Namun, penurunan konsumsi hanya sesaat karena konsumsinya justru melonjak tajam pada Juli menjadi 1,72 juta KL. Secara keseluruhan, konsumsi Premium pada 2008 mencapai 19,70 juta KL, lebih tinggi dibandingkan pada tahun 2007 yakni 17,48 juta KL.


Pada 22 Juni 2013, pemerintah menaikkan harga premium sebesar Rp2.000 per liter dari Rp 4.500 per liter menjadi Rp 6.500 per liter, dan harga solar sebesar Rp1.000 per liter dari Rp4.500 menjadi Rp5.500 per liter.
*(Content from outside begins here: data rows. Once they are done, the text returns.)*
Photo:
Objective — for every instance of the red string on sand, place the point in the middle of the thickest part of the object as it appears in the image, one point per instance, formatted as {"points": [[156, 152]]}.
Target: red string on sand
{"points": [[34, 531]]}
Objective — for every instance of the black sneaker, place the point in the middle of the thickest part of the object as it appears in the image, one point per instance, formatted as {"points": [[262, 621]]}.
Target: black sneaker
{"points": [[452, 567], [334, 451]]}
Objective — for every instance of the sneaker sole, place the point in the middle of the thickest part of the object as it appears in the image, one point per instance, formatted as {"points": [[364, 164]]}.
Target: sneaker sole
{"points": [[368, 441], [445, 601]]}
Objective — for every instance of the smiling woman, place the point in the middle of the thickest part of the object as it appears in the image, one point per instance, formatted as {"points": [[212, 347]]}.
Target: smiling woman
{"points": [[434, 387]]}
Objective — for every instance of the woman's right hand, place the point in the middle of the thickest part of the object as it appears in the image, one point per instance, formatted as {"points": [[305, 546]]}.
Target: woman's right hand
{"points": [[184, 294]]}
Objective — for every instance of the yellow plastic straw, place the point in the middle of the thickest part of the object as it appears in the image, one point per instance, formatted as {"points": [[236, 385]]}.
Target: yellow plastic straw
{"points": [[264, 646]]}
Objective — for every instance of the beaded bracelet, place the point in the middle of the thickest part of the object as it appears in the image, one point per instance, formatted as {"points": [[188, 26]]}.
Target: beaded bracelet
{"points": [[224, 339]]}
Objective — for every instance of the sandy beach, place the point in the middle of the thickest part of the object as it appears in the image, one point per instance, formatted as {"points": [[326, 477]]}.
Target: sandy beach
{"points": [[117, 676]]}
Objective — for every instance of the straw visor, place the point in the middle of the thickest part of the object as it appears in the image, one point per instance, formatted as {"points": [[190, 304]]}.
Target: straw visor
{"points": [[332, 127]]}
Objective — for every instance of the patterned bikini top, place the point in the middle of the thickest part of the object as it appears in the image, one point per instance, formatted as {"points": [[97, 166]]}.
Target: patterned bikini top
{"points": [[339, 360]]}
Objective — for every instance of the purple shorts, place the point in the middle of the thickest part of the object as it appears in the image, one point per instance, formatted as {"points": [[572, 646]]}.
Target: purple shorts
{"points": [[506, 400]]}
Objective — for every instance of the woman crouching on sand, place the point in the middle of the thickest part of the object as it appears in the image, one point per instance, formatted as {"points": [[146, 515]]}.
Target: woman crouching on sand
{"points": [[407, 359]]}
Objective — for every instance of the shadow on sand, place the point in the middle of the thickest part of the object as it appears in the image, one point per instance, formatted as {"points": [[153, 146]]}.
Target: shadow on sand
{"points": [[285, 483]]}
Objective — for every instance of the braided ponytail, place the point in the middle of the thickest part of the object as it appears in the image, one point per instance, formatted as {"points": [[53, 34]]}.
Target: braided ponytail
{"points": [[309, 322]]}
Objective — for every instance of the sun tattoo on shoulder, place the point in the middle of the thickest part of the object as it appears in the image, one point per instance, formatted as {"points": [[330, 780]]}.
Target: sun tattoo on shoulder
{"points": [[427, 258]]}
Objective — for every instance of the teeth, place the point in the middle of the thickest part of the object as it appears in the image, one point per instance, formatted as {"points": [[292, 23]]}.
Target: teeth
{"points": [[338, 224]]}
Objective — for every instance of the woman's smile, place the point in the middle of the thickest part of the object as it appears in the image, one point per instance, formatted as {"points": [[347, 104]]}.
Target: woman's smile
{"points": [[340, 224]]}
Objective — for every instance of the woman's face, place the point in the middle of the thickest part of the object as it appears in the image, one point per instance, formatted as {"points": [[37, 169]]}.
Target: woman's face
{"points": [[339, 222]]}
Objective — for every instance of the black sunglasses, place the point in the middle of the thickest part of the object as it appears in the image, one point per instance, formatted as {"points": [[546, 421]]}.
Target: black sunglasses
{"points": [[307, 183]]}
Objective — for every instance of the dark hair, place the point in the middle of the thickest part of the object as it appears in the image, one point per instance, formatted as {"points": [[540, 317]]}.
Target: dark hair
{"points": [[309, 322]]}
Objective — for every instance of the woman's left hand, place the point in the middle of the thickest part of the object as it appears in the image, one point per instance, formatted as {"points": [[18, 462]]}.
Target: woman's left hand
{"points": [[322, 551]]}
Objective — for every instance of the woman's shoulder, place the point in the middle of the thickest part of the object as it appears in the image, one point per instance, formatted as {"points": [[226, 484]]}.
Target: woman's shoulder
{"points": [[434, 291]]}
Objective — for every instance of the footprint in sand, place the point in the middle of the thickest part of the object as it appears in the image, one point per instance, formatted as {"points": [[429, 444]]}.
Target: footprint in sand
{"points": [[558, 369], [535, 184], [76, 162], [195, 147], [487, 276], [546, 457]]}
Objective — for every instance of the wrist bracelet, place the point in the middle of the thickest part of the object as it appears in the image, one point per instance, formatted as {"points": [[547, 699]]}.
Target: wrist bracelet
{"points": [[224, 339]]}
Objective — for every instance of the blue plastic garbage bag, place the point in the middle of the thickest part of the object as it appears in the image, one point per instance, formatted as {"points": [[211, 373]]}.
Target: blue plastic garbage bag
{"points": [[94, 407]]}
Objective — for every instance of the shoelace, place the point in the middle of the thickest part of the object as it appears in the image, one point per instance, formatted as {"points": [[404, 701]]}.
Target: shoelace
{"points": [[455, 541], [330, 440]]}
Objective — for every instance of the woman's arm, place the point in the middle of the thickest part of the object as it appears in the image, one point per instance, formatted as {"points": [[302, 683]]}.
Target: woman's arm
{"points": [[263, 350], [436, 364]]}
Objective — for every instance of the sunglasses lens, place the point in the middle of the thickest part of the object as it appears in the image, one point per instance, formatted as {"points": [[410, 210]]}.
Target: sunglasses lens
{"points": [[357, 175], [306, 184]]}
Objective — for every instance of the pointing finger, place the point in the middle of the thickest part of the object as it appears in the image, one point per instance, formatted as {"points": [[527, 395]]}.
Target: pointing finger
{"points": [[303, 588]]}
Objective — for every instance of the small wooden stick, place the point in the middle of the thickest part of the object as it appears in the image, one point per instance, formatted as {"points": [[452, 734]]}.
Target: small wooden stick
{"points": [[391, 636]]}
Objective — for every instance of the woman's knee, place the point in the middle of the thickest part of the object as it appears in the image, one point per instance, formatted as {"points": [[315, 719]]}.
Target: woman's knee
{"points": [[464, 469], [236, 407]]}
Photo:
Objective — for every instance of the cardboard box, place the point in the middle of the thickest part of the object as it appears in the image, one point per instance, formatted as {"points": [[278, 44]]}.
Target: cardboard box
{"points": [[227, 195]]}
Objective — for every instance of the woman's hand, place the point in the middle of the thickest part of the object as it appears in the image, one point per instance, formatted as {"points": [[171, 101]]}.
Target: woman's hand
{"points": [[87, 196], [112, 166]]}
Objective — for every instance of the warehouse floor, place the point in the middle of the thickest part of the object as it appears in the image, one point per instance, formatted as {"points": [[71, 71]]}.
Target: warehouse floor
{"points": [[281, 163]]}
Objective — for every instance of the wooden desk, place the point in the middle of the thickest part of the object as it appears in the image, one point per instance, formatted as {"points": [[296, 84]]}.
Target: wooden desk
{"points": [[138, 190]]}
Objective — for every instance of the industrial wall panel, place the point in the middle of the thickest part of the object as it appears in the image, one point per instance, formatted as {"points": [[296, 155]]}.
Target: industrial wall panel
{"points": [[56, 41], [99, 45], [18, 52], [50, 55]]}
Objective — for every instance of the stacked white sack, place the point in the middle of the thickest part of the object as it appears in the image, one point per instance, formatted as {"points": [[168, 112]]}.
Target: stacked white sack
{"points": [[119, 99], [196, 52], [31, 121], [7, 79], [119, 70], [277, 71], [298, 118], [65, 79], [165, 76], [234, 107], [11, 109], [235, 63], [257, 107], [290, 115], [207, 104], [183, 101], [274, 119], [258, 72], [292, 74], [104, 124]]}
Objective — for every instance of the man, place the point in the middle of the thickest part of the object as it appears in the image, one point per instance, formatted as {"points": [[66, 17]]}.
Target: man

Konsumsi Premium pada 2013 mencapai 29,50 juta KL, naik 3,65% dibandingkan 2012. Kenaikan tersebut jauh lebih rendah dibandingkan pertumbuhan konsumsi Premium pada 2012 yakni 11,5% atau tahun di mana tidak ada kenaikan harga BBM.

Pada 2014, Presiden Joko Widodo yang baru sebulan memimpin Indonesia langsung menaikkan harga BBM, termasuk Premium. Harga Premium naik signifikan dari Rp 6.500 menjadi Rp 8.500.

Kenaikan harga juga turut mengerem konsumsi BBM Premium. Pada 2014, pertumbuhan konsumsi hanya 0,72%.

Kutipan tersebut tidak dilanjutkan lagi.